Because GLM-5.2 uses an Anthropic-compatible endpoint, it drops seamlessly into tools like Claude Code and Cline with a quick base URL swap and a model name change.
Day-one support landed across Claude Code, Cline, OpenCode, Roo Code, Goose, Crush, OpenClaw, and Kilo Code. For teams already running a coding agent harness, the switching cost is low enough to test.
What to watch out for. Two caveats deserve straight treatment.
First, the benchmarks are Z.ai's own, published simultaneously with the weights. The benchmarks Z.ai published were released simultaneously with the open weights rather than at the June 13 subscription launch - a structurally unusual choice for a flagship model release. Independent third-party evaluations are still arriving. The numbers look credible against the pattern of earlier GLM releases, but the independent verification window is narrow.

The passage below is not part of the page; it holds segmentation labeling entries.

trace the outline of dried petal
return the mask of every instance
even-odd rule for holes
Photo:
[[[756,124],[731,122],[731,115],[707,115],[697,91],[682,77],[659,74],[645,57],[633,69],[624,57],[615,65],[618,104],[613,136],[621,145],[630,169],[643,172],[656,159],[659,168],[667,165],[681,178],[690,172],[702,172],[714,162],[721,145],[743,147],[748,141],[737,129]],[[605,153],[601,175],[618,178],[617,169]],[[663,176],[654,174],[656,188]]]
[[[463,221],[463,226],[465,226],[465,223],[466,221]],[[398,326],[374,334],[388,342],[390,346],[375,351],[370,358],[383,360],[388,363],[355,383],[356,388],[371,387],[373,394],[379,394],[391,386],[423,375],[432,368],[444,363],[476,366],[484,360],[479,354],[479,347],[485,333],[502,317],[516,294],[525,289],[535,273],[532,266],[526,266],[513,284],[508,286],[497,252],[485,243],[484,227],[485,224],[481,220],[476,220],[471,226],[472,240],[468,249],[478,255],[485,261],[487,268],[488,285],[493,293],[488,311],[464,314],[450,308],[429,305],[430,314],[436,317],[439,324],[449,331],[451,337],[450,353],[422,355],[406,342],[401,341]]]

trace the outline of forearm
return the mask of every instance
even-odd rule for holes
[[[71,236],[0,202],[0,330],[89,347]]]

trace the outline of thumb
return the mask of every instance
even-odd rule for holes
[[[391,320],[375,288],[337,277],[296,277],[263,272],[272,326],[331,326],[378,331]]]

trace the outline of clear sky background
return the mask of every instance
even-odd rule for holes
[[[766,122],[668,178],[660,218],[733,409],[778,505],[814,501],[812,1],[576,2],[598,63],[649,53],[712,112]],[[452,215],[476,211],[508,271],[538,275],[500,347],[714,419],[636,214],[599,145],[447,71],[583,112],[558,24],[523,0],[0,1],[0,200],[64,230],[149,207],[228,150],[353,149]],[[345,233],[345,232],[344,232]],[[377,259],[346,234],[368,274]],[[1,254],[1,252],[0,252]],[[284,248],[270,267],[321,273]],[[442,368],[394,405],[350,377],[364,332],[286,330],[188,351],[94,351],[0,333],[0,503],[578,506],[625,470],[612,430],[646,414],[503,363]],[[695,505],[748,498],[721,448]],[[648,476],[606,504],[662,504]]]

Second, the data risk question is real and specific. Every prompt processed through MiniMax's API is legally accessible to the Chinese government under the 2017 National Intelligence Law, regardless of the user's location, privacy policy, or the physical location of its servers. The same legal framework applies to Z.ai's API. If you are using the hosted endpoint for anything sensitive - proprietary code, customer data, internal tooling - that risk is not theoretical. The self-hosted path with the open weights avoids it, at the cost of running a 753B-parameter MoE model yourself.
The honest positioning: GLM-5.2 is not a model that replaces the closed-source frontier for teams where raw performance is the only variable. On SWE-bench Pro, GLM-5.2's 62.1 trails Opus 4.8's 69.2. That gap is meaningful for the hardest multi-hour engineering tasks. Where GLM-5.2 earns its place is the middle band: teams that have already built an agent harness, are paying real API bills, and want to route a meaningful portion of tasks through a model they can self-host and inspect. A teammate like Beagle, routing Slack or Teams requests to a coding agent, would reasonably treat GLM-5.2 as a serious default candidate for that class of workload.
The open-weight coding model space has been moving fast since the beginning of 2026. GLM-5.2 is the clearest evidence yet that the gap between open and closed is compressing on long-horizon tasks specifically - which is exactly where it matters most for agent workflows.